# Offline Engine API

SGLang provides a direct inference engine without the need for an HTTP server, especially for use cases where additional HTTP server adds unnecessary complexity or overhead. Here are two general use cases:

- Offline Batch Inference
- Custom Server on Top of the Engine

This document focuses on the offline batch inference, demonstrating four different inference modes:

- Non-streaming synchronous generation
- Streaming synchronous generation
- Non-streaming asynchronous generation
- Streaming asynchronous generation

Additionally, you can easily build a custom server on top of the SGLang offline engine. A detailed example working in a python script can be found in [custom_server](https://github.com/sgl-project/sglang/blob/main/examples/runtime/engine/custom_server.py).



## Nest Asyncio
Note that if you want to use **Offline Engine** in ipython or some other nested loop code, you need to add the following code:
```python
import nest_asyncio

nest_asyncio.apply()

```

## Advanced Usage

The engine supports [vlm inference](https://github.com/sgl-project/sglang/blob/main/examples/runtime/engine/offline_batch_inference_vlm.py) as well as [extracting hidden states](https://github.com/sgl-project/sglang/blob/main/examples/runtime/hidden_states). 

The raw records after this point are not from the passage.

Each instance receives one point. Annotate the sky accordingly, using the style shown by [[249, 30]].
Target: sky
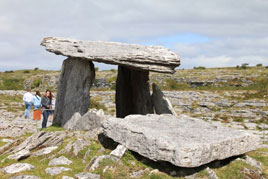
[[210, 33]]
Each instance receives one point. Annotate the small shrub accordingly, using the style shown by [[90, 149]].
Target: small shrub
[[200, 68], [26, 71]]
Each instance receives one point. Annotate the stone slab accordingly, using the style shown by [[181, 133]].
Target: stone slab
[[17, 167], [182, 140], [140, 57]]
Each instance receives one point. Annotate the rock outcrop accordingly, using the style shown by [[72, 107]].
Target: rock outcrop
[[77, 76], [161, 103], [132, 92], [139, 57], [89, 121], [182, 140]]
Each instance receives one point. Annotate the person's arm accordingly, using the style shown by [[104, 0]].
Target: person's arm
[[44, 103]]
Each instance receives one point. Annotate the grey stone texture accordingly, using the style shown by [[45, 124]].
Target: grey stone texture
[[160, 102], [20, 155], [86, 175], [89, 121], [45, 151], [118, 153], [17, 167], [60, 161], [77, 76], [132, 92], [56, 170], [182, 140], [139, 57]]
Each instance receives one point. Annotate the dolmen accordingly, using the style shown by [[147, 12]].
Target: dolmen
[[181, 140], [132, 84]]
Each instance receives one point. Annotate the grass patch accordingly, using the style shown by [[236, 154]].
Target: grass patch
[[232, 170]]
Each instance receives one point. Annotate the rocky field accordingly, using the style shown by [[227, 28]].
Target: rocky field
[[231, 97]]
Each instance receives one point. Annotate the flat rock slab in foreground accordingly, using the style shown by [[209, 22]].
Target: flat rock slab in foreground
[[182, 141], [139, 57]]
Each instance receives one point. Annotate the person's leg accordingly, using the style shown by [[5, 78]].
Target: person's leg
[[45, 117], [27, 110]]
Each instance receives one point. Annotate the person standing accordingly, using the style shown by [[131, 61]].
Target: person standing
[[46, 106], [37, 100], [27, 98]]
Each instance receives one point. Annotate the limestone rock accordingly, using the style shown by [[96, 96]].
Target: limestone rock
[[182, 140], [17, 167], [75, 147], [25, 177], [161, 103], [211, 173], [86, 175], [56, 170], [40, 139], [95, 162], [77, 76], [20, 155], [139, 57], [118, 153], [67, 177], [70, 123], [45, 151], [60, 161], [132, 92], [89, 121]]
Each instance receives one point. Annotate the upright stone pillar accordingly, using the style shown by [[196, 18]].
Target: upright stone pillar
[[77, 76], [132, 92]]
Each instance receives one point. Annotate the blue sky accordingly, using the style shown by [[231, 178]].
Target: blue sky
[[211, 33]]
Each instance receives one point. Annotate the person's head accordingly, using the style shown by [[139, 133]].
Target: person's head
[[48, 94], [38, 93]]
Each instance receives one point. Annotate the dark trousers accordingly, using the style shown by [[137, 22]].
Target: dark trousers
[[45, 117]]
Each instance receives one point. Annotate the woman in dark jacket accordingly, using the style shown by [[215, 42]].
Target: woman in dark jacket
[[46, 106]]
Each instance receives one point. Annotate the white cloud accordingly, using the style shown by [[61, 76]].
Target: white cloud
[[236, 29]]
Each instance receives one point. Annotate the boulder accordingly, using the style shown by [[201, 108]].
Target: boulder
[[45, 151], [60, 161], [160, 102], [132, 92], [77, 76], [56, 170], [17, 167], [86, 175], [138, 57], [89, 121], [20, 155], [183, 141]]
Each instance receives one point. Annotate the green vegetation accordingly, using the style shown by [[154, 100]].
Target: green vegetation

Please see [the examples](https://github.com/sgl-project/sglang/tree/main/examples/runtime/engine) for further use cases.

## Offline Batch Inference

SGLang offline engine supports batch inference with efficient scheduling.

In [1]:
# launch the offline engine
import asyncio

import sglang as sgl
import sglang.test.doc_patch
from sglang.utils import async_stream_and_merge, stream_and_merge

llm = sgl.Engine(model_path="qwen/qwen2.5-0.5b-instruct")

  import pynvml  # type: ignore[import]


`torch_dtype` is deprecated! Use `dtype` instead!




  import pynvml  # type: ignore[import]
  import pynvml  # type: ignore[import]


`torch_dtype` is deprecated! Use `dtype` instead!
[2025-10-01 01:52:21] `torch_dtype` is deprecated! Use `dtype` instead!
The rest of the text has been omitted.